It was great he had time for me and made plans to see me regularly, but it sucked that he never wanted to text. What’s up with that, anyway?
- At first I thought I was being petty. Did it really matter that the guy didn’t like to text me, or that many of my texts to him went unanswered? He was excited to meet up in real life all the time and we got on like a house on fire when we were together. That should have mattered more, right?
- I couldn’t help it—it just felt wrong. The thing is, I really like having a relationship that’s filled with lots of different types of communication. There are the real-life chats that are awesome, but there are also the texting sessions that fill the gap when we’re not together in RL. Not having those with this guy felt like there was a giant hole in the pavement of our relationship.
- I wanted more. I like being in touch with the guy I’m dating daily. That might seem like too much for some people, but it’s important for me. When I asked the guy why he never texted me, he said that he wasn’t big on it and didn’t really need it to be happy. Fine, but…
- I didn’t buy it—who doesn’t like texting? I felt like he was lying to me, perhaps because he wasn’t as interested in our relationship as he seemed. Surely he’d want to text me when we didn’t see each other during the week because of our busy schedules? Surely he’d miss me enough to want to have a chat on days we couldn’t meet up?

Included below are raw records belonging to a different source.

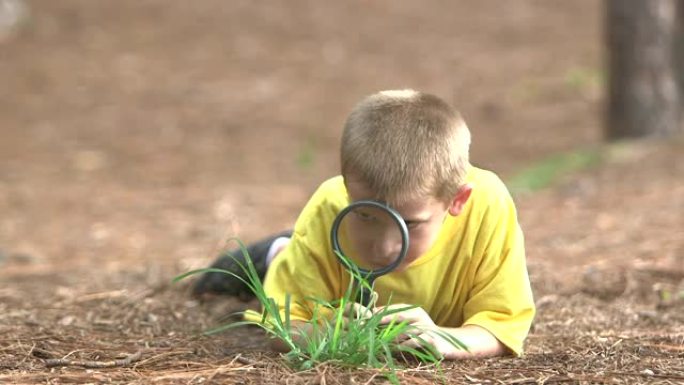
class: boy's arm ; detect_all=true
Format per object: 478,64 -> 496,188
380,304 -> 509,360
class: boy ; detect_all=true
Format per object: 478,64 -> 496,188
195,90 -> 535,359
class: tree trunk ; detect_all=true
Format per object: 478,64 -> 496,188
606,0 -> 681,139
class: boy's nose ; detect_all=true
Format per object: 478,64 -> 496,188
374,237 -> 401,265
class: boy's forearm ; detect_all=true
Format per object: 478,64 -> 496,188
440,325 -> 509,360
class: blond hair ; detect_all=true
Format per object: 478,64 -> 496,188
341,90 -> 470,204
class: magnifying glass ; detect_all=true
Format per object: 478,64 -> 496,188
330,200 -> 409,306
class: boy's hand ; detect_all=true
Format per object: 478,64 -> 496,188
376,304 -> 464,358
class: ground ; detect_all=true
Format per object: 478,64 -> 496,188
0,0 -> 684,384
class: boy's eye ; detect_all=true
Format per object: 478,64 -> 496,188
354,211 -> 375,222
406,221 -> 420,230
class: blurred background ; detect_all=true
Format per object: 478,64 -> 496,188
0,0 -> 604,272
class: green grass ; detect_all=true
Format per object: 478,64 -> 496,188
174,240 -> 467,383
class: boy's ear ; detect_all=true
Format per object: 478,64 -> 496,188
448,183 -> 473,216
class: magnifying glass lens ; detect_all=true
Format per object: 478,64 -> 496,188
337,205 -> 404,271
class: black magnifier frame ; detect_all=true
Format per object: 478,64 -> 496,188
330,199 -> 409,306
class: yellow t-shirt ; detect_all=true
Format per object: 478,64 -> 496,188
264,167 -> 535,355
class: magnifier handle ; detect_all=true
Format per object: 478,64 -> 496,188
356,284 -> 378,308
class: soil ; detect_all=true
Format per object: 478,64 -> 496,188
0,0 -> 684,384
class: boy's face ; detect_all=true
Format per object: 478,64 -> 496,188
345,177 -> 469,271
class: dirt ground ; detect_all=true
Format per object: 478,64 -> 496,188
0,0 -> 684,384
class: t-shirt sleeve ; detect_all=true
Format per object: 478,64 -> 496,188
464,193 -> 535,356
264,179 -> 344,320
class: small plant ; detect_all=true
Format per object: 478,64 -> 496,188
174,239 -> 467,383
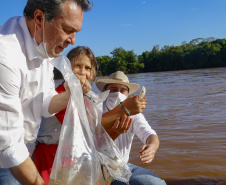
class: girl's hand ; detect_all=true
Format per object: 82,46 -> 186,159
107,115 -> 133,140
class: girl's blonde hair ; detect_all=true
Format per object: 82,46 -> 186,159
67,46 -> 98,85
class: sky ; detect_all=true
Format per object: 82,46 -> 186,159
0,0 -> 226,56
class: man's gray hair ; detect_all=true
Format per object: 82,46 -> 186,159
24,0 -> 92,22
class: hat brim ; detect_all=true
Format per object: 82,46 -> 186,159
96,78 -> 140,95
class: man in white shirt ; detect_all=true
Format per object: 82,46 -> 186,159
96,71 -> 166,185
0,0 -> 92,185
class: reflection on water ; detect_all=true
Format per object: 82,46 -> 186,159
56,68 -> 226,185
126,68 -> 226,185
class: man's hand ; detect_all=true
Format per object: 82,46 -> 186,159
140,135 -> 159,164
107,115 -> 133,140
122,95 -> 147,115
75,74 -> 92,94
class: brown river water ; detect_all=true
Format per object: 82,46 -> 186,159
55,68 -> 226,185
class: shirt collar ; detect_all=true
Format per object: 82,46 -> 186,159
19,17 -> 52,61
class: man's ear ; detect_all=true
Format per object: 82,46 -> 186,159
34,9 -> 45,29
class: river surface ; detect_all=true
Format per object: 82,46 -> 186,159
55,68 -> 226,185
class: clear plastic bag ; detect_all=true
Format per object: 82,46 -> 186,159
49,56 -> 131,185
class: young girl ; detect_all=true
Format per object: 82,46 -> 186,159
33,46 -> 97,184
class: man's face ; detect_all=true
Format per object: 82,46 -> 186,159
105,84 -> 129,96
44,1 -> 83,57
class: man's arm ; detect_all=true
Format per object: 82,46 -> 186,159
10,157 -> 45,185
140,134 -> 159,163
101,95 -> 147,130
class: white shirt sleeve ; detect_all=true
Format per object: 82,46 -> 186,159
0,62 -> 29,168
133,113 -> 157,144
42,77 -> 58,118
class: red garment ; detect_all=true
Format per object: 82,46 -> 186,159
33,83 -> 66,184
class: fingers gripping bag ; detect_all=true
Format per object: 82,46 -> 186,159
49,56 -> 131,185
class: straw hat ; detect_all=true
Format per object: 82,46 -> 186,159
96,71 -> 140,95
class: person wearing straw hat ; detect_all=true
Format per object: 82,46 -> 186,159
96,71 -> 166,185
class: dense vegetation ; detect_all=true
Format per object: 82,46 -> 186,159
54,37 -> 226,76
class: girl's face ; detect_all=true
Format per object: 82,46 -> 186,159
72,54 -> 93,81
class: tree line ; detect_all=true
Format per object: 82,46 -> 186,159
54,37 -> 226,79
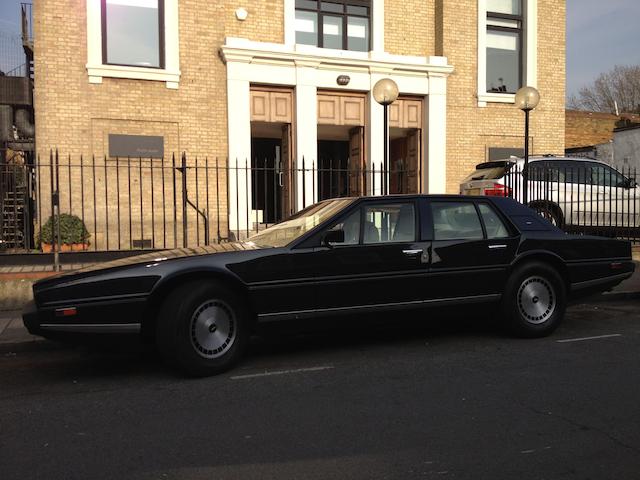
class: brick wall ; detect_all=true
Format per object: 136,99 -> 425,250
565,110 -> 640,148
384,0 -> 436,56
33,0 -> 284,248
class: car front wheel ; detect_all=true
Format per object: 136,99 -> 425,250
157,282 -> 250,377
502,262 -> 566,338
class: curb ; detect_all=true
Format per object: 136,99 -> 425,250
0,338 -> 62,356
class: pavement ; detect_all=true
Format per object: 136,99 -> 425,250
0,301 -> 640,480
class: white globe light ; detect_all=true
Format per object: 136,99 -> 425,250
516,87 -> 540,111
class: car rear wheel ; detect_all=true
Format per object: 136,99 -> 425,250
157,282 -> 250,377
502,262 -> 566,338
533,204 -> 564,228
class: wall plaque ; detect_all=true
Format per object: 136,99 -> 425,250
109,133 -> 164,158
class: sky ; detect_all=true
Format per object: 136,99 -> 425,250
0,0 -> 640,96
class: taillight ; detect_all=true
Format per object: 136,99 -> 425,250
484,183 -> 512,197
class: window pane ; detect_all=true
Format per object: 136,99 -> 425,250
479,203 -> 509,239
296,10 -> 318,45
487,30 -> 520,93
347,5 -> 369,17
104,0 -> 161,67
296,0 -> 318,10
347,17 -> 369,52
320,2 -> 344,13
431,202 -> 484,240
363,203 -> 416,244
322,15 -> 343,49
487,0 -> 522,15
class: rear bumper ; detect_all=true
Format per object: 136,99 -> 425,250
571,260 -> 636,296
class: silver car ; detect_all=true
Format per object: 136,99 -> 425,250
460,155 -> 640,233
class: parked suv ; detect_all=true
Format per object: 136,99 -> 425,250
460,155 -> 640,233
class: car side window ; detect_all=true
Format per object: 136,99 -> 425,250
362,202 -> 416,245
478,203 -> 509,240
431,202 -> 484,240
329,208 -> 360,245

- I felt like he didn’t miss me when we weren’t together. Seriously, the guy could go for days without talking to me or even sending one measly text to see how I was. I felt like I was being cheated out of a real, committed, and full relationship. I even started wondering if he was thinking about breaking up with me.
- Once we went for two weeks without contact. We’d made plans for the weekends but he didn’t send me a text for the entire weeks leading up to them. It felt like we weren’t even dating. It was like we were just hanging out and then didn’t know each other the rest of the time. SMH.
- This started to affect our time together. I found myself battling to enjoy dates because we weren’t talking in-between them. It was like we were together in one sense but ultimately living separate lives and I didn’t like it one bit.
- We didn’t have textual chemistry. Although we got along great in RL, it was a problem that we had different texting habits. I realized just how important it is to feel that I’m on the same page with the guy I’m dating when it comes to texting. We had completely different ideas about how important this form of communication is. Clearly he was cool with never doing it whereas I needed it and it was causing a problem for us.
- Our relationship started to lack some emotional depth. As great as it is to chat in person, sometimes things happen in life that require a heartfelt texting session. I’ve also found that there are times when chatting via text can provide great emotional depth—just think of the things that are easier to say via text than in person! We were lacking all of those things and I was starting to feel like I didn’t really know the guy as well as I could’ve if we had a texting relationship.
- He kept himself at a distance. It felt like he was keeping himself at arm’s length from me when it came to our emotional bond. He said that was BS because he believed that we were as close as ever and texting each other wouldn’t change that. But I disagreed.
- Texting is a way to bond. It’s not the only way to bond in romantic relationships, of course, but it’s definitely an important way. Those chats before bedtime make me feel like my BF and I are connecting. Similarly, those early-morning texts boost my mood and make me feel loved. It’s those little romantic and affectionate things that make a big difference in feeling closer to my partner. We were totally missing out on those things.
- I wanted him to want to text me. Although he’d said he wasn’t big on texting, I saw it as a sign that he was being lazy in our relationship. He might not have been lying about it, but I wanted him to go the extra mile. I wanted him to make an effort with me, not just to make me happy but because he really couldn’t bear the idea of not chatting to me when we weren’t in the same place. But he always made me feel like I was asking for too much with this. Ugh.
- No texting is a deal breaker for me. Since that relationship, I’ve made “no texting” one of my relationship deal breakers. It’s not that I have huge expectations for guys that I date. I just want to find someone who wants the same things that I do, and regular texting is one of them. That’s as simple as it is and gosh, I damn well deserve to have it!